Die Auswahl europäischer Überwinterungsgebiete kann auch den Verfall von angestammten, südasiatischen Standorten mit sich bringen, aber das haben die Forscher noch nicht untersucht. Der Klimawandel könnte sich auch darauf auswirken, sagt Dufour.
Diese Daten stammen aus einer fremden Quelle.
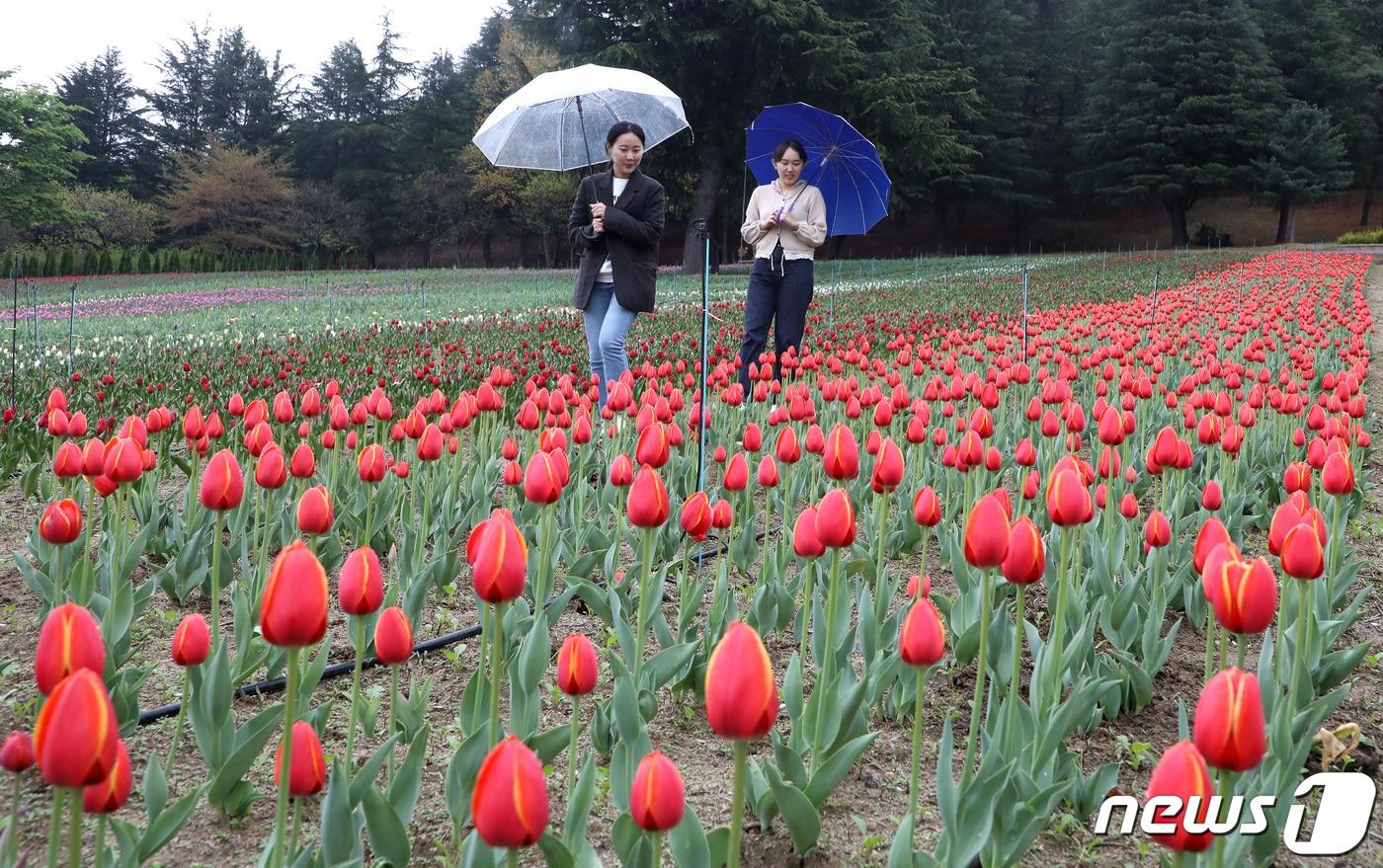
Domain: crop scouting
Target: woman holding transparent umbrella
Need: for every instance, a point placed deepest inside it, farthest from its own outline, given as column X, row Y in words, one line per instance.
column 615, row 225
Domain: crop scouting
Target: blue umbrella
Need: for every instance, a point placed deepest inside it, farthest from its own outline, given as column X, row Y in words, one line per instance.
column 841, row 163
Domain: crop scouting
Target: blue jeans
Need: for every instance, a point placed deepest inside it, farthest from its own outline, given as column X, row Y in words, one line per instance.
column 606, row 327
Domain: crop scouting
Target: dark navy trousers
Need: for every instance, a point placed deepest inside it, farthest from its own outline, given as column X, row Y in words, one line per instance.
column 778, row 292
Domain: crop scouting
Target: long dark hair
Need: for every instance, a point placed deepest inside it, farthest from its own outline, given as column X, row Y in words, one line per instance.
column 619, row 128
column 790, row 144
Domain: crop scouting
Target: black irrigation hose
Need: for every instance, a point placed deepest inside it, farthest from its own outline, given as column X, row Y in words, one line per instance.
column 260, row 688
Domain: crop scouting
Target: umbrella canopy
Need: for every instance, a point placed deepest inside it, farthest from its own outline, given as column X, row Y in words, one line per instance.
column 841, row 163
column 559, row 119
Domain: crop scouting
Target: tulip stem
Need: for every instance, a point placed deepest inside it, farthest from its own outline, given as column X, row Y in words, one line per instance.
column 977, row 702
column 59, row 798
column 13, row 827
column 359, row 635
column 737, row 805
column 100, row 840
column 640, row 628
column 917, row 752
column 571, row 748
column 1300, row 646
column 1014, row 685
column 827, row 661
column 177, row 725
column 285, row 775
column 393, row 695
column 497, row 668
column 75, row 830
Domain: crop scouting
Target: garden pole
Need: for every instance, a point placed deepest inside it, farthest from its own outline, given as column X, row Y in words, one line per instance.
column 72, row 317
column 702, row 232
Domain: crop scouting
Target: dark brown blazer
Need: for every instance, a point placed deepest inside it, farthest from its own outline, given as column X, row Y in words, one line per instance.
column 631, row 237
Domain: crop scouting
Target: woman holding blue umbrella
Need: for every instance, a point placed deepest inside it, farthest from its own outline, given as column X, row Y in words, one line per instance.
column 784, row 223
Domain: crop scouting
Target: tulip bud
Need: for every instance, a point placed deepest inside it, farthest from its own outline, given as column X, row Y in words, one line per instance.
column 657, row 798
column 577, row 667
column 1025, row 560
column 360, row 589
column 1230, row 730
column 740, row 694
column 307, row 774
column 498, row 557
column 393, row 636
column 1181, row 771
column 509, row 801
column 836, row 519
column 191, row 642
column 647, row 506
column 110, row 794
column 986, row 532
column 75, row 740
column 68, row 640
column 293, row 607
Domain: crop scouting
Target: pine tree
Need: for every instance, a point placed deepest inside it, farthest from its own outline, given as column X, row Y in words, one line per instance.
column 1181, row 106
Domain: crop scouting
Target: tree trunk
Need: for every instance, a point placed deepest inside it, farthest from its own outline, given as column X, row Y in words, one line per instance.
column 702, row 202
column 939, row 207
column 1368, row 197
column 1283, row 218
column 1178, row 210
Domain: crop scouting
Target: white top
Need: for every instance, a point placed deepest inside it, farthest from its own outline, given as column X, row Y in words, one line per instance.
column 606, row 274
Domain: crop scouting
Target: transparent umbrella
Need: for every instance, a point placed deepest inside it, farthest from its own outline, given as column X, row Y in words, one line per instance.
column 559, row 119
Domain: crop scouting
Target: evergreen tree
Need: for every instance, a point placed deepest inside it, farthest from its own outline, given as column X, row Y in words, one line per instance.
column 1306, row 162
column 1181, row 106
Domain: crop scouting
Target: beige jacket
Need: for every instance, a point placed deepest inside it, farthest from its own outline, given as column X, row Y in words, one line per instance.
column 808, row 207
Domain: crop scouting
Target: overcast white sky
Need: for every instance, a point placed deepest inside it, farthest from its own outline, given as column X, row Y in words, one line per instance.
column 41, row 39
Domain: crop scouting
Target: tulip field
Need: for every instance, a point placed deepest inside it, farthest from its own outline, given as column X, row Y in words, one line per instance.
column 314, row 577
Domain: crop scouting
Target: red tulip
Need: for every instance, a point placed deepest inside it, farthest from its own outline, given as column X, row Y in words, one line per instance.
column 314, row 512
column 1338, row 474
column 1025, row 560
column 542, row 478
column 303, row 462
column 927, row 509
column 1181, row 771
column 498, row 557
column 293, row 607
column 740, row 694
column 509, row 801
column 695, row 515
column 17, row 752
column 1302, row 553
column 370, row 463
column 360, row 589
column 577, row 665
column 647, row 506
column 1230, row 730
column 270, row 470
column 841, row 453
column 307, row 774
column 1157, row 531
column 1244, row 593
column 75, row 740
column 393, row 636
column 69, row 640
column 621, row 471
column 191, row 642
column 923, row 636
column 110, row 795
column 836, row 519
column 805, row 542
column 657, row 798
column 986, row 532
column 61, row 522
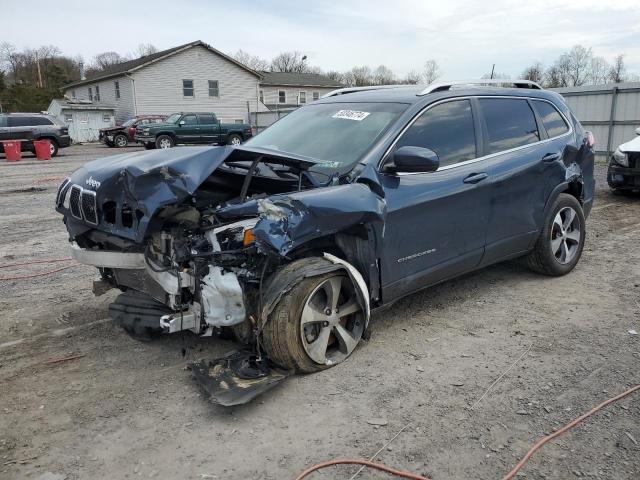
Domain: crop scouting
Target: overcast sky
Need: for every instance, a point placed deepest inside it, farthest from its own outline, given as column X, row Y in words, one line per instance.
column 464, row 36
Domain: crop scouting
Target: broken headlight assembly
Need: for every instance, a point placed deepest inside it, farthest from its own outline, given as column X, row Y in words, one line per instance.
column 620, row 158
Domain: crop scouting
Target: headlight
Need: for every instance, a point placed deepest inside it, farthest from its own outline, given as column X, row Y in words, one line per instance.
column 620, row 158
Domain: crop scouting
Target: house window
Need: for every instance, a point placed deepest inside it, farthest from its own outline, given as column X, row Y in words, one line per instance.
column 187, row 88
column 213, row 88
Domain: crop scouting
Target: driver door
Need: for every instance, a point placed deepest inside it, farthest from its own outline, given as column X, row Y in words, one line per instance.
column 436, row 222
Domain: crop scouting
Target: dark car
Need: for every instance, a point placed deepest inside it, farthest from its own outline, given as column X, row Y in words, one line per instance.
column 623, row 173
column 192, row 128
column 28, row 127
column 120, row 135
column 343, row 206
Aber „wir vermuten, dass die Veränderung des Lebensraums in Südostasien – zunehmende Urbanisierung, weniger offene Gebiete – ebenfalls Teil der Gleichung sein könnte.“

Ginny Chan, Ökologin an der Schweizerischen Vogelwarte in Sempach, die nicht an der Forschung beteiligt war, sagt, dass die Arten von Umweltveränderungen, die Vogelpopulationen schaden könnten, „im traditionellen Überwinterungsgebiet sehr schnell passieren“. [for Richard’s pipits] in Süd- und Ostasien.“ In Indien ist die Population der Richard-Pieper in den letzten Jahrzehnten um mehr als 90 Prozent zurückgegangen, sagt Chan.

Andere sibirische Vogelarten, die normalerweise nach Süden ziehen, aber in letzter Zeit in zunehmender Zahl in Europa aufgetaucht sind, wie der Gelbbrauensänger und der sibirische Zilpzalp, könnten ebenfalls ihre eigenen Routen nach Westen machen, vermutet Dufour.

Wenn auch andere sibirische Singvogelarten neue westliche Zugrouten etablieren, könnte dies bedeuten, dass Zugsingvögel flexibler reisen, als Wissenschaftler bisher dachten, sagt Dufour.

Dies könnte für einige Vögel hoffnungsvolle Auswirkungen haben, da Arten weltweit mit einem sich ändernden Klima umgehen. Aber die neue Forschung, fügt er hinzu, sollte andere Studien über Zugvögel – wie Nonnengänse und den Europäischen Trauerschnäpper – nicht überschatten, die zeigen, dass einige dieser Arten mit dem Klimawandel nicht so gut zurechtkommen.